With all the amazing music available to us LIVE and thru the internet, there are more performers and styles to discover than we have time left on Earth. We surf radio, streaming, iTunes and videos that our friends post constantly. We check out bands at clubs, meet up with friends, see big names play shows, drink, dance and chill to DJs with smokin’ bass & drums. Life is this series of parties around music and fun. Having music everywhere lubricates our outer lives— and sometimes stirs our inner lives.

Classical is a different use of musical language that connects all kinds of music, people and experiences to articulate our thorniest internal and existential struggles in amazing ways. Can CutTime make such serious music easy? Perhaps. We can provide a fun introduction.

CutTime Players at Detroit Institute of Arts 2012

CutTime Players at Detroit Institute of Arts 2012 by Bernie Beutel


We start by accepting that instead of encouraging us audience to sing or dance along, a classical concert is more like watching a movie about a singer or dancer— only the motion and pictures are vague and slow to fully emerge. That’s why repeated listening is rewarded. When we finally start to hear and like the musical character, we imagine what they might be doing, saying or feeling. We bring the same suspension of disbelief we bring to any play, movie, TV or music video. Taken as fantasy, corniness is a medium for the transformation.

With written music, contrasting themes (moods) can be strung together for the sake of building and releasing dramatic tension in a series of waves that climax near the end. We listen for the main character’s adventure and progress. By closing our eyes, in fact, we can best see this invisible drama unfold. Because there’re usually no lyrics, no narrator and no plot necessarily, we get to decide for ourselves what happened. There’s a lot going on. But by listening hard, we catch more details, draw more conclusions and find more words.

Check out this 1810 review by E.T.A. Hoffmann about Beethoven’s 5th Symphony:

Beethoven’s instrumental music unveils before us the realm of the mighty and the immeasurable. Here shining rays of light shoot through the darkness of night, and we become aware of giant shadows swaying back and forth, moving ever closer around us and destroying within us all feeling but the pain of infinite yearning, in which every desire, leaping up in sounds of exultation, sinks back and disappears. . . . Beethoven’s music sets in motion the machinery of awe, of fear, of terror, of pain.

These literary images tend to inspire us to hear, learn and play better. Words give us personal context— lyrics even; just not in the body of the music. These words describe the potential of the music to describe what can’t be written. It is a cycle that continues.

But that doesn’t mean music lovers can’t enjoy classical on the surface, nor that we musicians can’t also enjoy bringing classical to you and your friends in clubs and restaurants. It just won’t be as vivid.

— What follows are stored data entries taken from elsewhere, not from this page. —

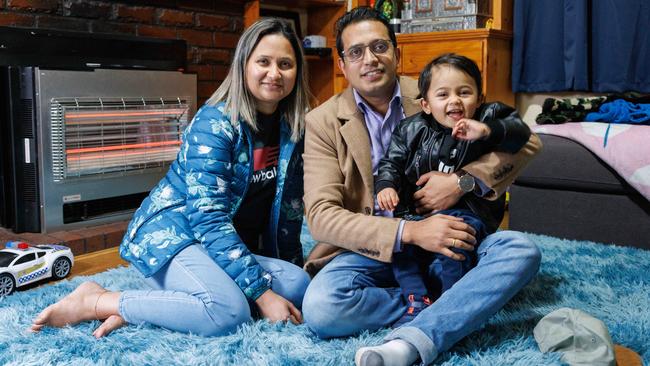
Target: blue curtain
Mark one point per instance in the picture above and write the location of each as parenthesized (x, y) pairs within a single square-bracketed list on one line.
[(582, 45)]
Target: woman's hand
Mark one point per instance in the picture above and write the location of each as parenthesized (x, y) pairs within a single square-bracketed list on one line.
[(387, 199), (276, 308)]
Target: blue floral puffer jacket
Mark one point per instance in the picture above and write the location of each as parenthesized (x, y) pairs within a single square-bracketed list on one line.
[(198, 198)]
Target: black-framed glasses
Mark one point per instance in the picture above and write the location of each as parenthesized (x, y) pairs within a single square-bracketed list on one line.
[(377, 47)]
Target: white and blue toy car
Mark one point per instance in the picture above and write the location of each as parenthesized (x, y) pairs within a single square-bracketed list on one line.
[(21, 264)]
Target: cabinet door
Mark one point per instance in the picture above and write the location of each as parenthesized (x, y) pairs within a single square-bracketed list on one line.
[(415, 55)]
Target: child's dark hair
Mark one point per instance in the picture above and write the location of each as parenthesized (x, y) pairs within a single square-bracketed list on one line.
[(361, 14), (458, 62)]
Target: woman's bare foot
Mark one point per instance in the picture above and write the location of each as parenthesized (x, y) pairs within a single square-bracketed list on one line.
[(110, 324), (77, 307)]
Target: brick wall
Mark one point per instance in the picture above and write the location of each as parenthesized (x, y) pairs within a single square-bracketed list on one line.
[(211, 28)]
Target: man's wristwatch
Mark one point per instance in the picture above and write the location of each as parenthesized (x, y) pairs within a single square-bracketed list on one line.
[(466, 181)]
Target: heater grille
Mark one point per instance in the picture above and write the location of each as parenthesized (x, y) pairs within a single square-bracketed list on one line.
[(95, 136)]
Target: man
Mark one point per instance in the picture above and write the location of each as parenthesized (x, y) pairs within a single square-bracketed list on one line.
[(354, 289)]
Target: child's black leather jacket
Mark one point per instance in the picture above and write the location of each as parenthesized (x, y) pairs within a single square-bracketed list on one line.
[(416, 148)]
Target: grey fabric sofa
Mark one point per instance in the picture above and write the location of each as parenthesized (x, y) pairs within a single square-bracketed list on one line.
[(568, 192)]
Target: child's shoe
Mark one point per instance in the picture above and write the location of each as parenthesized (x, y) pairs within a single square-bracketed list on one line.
[(415, 307)]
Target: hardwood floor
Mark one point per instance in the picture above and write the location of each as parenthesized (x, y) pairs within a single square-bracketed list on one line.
[(95, 262)]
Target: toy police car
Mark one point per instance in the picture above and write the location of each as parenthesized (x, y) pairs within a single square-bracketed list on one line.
[(21, 263)]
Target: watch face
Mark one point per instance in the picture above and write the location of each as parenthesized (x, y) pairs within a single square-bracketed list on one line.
[(466, 183)]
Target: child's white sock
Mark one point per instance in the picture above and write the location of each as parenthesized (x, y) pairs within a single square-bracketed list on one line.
[(393, 353)]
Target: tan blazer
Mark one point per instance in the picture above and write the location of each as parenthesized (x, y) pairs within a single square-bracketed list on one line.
[(339, 186)]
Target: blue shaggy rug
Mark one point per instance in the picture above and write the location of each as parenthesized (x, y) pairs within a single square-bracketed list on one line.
[(608, 282)]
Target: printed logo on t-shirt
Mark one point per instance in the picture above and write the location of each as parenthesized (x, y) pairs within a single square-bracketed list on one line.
[(265, 161)]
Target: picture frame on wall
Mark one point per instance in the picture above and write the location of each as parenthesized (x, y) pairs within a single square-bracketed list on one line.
[(423, 6), (453, 4), (292, 17)]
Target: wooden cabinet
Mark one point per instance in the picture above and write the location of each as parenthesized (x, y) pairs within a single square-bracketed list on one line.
[(321, 18)]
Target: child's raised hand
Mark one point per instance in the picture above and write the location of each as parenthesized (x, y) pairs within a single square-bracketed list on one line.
[(470, 130), (387, 199)]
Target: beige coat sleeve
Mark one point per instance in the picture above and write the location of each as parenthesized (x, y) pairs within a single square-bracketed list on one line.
[(499, 169)]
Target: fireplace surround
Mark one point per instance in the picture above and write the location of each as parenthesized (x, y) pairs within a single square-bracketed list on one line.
[(89, 129)]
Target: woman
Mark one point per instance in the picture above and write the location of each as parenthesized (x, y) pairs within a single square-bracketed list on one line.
[(235, 189)]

Classical is all natural, acoustic music, recorded in writing so that musicians and the audience can forever take ownership after the composer is long gone. It is beauty, contrast and meaning meant for everyone: what is universal in art Classical Revolution Detroit event playing Brahms Clarinet Quintet 2011belongs to all of us.  The real hook occurs when good musicians (interpreters) bring these markings on the page to full life with character, shape and fireworks. CutTime and Classical Revolution Detroit are hot to share our license to love classical with you. Thanks to amplification and new funding, we could be near you very soon!

The biggest hook for musicians is the endless ways that we can make this music our own. We borrow the genius of Schubert— wear it, in fact, like some fantastic overcoat— and strut around in it for awhile. And in a series of waves, we whip it up to a sexy climax that surprises even ourselves! While the harmonies and rhythms that drive it stay the same, we play with a variety of attacks, energies, time-cheats and dynamics.

The various styles of classical mean that sonatas can be powerful like songs; but only when it’s made fresh. CutTime wants to pull you into the center of this music— adding context, demos, activities, interviews and laughs.